UN: Außenminister Heiko Maas spricht über sexuelle Gewalt an Frauen in Krisenländern

Vor Vereinten Nationen : „Perfide Realität“ - Außenminister Maas verurteilt sexuelle Gewalt an Frauen als Kriegswaffe

Bundesaußenminister Heiko Maas (SPD) hat massenhafte sexuelle Übergriffe auf Frauen in Krisenregionen scharf verurteilt. Sexuelle Gewalt werde "gezielt als Kriegswaffe eingesetzt", sagte Maas am Donnerstag auf einer Veranstaltung des UN-Sicherheitsrats in New York.

"Das ist die perfide Realität fast aller Konflikte unserer Zeit." Tag für Tag müssten "unzählige Frauen" Furchtbares durchleben.

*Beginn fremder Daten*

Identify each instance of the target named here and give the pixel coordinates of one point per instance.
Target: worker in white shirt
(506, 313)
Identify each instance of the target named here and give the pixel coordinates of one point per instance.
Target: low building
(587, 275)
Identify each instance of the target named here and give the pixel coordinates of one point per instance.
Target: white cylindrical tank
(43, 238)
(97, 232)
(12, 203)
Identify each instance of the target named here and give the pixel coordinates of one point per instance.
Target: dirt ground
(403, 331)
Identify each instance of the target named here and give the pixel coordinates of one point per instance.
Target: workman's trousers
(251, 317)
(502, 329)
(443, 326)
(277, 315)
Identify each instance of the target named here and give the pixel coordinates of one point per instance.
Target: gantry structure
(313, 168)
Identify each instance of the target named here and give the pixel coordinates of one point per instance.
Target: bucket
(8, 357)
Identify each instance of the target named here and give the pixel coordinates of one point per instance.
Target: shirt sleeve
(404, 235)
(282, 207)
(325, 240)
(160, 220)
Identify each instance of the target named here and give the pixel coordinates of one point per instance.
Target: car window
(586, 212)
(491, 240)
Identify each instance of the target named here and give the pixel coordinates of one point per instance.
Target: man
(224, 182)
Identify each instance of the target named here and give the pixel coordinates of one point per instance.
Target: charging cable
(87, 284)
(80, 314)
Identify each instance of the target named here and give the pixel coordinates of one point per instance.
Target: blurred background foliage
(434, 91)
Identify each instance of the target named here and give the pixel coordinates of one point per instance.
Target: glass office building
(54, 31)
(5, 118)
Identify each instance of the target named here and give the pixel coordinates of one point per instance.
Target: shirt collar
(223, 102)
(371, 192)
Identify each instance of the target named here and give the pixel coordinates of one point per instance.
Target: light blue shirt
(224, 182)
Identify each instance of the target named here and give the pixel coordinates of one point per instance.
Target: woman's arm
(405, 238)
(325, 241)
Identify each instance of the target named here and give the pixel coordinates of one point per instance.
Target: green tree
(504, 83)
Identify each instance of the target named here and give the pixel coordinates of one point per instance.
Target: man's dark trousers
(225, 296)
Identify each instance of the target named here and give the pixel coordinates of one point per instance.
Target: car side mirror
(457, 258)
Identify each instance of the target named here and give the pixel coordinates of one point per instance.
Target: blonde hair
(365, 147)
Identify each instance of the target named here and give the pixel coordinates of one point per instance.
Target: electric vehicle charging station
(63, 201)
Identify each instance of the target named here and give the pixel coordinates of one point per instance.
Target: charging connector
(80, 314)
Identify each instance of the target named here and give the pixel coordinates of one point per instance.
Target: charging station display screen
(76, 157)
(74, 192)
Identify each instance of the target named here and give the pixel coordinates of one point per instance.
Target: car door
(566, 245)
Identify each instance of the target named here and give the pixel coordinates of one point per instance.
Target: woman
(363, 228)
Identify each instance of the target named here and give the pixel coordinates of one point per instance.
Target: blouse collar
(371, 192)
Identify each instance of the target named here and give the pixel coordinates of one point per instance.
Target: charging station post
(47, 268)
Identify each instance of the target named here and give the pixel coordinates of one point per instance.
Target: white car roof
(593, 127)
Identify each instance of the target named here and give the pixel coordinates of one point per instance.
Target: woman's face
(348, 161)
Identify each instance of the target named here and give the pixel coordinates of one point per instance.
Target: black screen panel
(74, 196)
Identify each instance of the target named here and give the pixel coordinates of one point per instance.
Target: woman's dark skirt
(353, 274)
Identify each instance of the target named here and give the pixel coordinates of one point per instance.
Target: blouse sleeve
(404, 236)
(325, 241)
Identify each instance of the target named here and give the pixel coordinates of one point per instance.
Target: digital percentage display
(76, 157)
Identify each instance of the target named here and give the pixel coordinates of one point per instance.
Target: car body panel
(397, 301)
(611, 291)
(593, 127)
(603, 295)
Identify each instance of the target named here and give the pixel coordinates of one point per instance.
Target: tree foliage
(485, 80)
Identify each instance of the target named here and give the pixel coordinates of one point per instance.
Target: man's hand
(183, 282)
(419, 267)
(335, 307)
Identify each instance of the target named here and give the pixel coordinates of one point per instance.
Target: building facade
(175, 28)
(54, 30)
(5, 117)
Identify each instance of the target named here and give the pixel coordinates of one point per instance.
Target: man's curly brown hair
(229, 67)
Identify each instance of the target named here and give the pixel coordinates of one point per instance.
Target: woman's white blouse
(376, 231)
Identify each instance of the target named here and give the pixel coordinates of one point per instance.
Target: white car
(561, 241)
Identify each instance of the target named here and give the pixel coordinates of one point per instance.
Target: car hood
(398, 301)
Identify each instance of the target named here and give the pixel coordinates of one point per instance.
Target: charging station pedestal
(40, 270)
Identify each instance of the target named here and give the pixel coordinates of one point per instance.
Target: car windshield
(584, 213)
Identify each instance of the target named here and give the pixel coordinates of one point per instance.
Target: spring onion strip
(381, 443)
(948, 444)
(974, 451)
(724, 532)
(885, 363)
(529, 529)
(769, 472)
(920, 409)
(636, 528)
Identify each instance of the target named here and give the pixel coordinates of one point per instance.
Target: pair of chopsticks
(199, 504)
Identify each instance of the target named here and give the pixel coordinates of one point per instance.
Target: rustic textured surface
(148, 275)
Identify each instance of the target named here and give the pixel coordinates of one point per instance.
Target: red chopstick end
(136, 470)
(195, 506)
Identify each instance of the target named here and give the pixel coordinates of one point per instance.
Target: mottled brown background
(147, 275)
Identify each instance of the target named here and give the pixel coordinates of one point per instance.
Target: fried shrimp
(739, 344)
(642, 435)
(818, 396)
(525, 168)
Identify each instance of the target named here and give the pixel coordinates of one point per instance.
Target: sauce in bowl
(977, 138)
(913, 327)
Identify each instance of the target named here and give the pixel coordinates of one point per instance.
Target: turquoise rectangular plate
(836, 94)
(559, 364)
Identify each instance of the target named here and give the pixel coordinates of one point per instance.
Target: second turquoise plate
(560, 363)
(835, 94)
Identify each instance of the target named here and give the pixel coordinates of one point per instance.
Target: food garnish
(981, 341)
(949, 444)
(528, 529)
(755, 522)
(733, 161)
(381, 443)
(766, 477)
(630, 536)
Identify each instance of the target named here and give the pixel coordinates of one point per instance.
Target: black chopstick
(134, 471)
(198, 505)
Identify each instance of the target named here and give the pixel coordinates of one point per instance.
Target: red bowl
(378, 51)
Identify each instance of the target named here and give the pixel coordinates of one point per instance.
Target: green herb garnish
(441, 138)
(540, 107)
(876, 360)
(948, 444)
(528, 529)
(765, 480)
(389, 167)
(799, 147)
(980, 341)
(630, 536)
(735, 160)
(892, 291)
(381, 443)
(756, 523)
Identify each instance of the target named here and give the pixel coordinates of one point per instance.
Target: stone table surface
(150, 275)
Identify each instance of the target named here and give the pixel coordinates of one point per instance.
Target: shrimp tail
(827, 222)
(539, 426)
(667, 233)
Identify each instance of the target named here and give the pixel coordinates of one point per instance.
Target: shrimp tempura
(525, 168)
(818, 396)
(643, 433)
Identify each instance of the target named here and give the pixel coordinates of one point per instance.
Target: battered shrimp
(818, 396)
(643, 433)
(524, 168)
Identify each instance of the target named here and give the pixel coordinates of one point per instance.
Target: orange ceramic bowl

Maas appellierte an die Mitglieder des Sicherheitsrats, zu denen aktuell auch Deutschland gehört, dem Thema mehr Bedeutung beizumessen. Es stelle sich die Frage, was das Gremium tun könne, um sexuelle Gewalt gegen Frauen in Konflikten zu verhindern und um Frauen "volle politische und wirtschaftliche Teilhabe" zu ermöglichen. "Die kurze Antwort lautet: mehr", mahnte Maas.

Dem Sicherheitsrat stünden für diese Zwecke bereits "viele Instrumente zur Verfügung, die er leider nicht genügend nutzt", kritisierte der Außenminister. Deutschland wolle deswegen das Mandat der UN-Sonderbeauftragten für sexuelle Gewalt in Konflikte, Pramila Patten, durch eine Resolution des Sicherheitsrats stärken. Zudem sollten Initiativen unterstützt werden, um die Verbrechen gegen Frauen zu dokumentieren und die Täter zur Rechenschaft zu ziehen, sagte Maas. "Denn fehlende Aufarbeitung befördert bis heute eine Kultur der Straflosigkeit."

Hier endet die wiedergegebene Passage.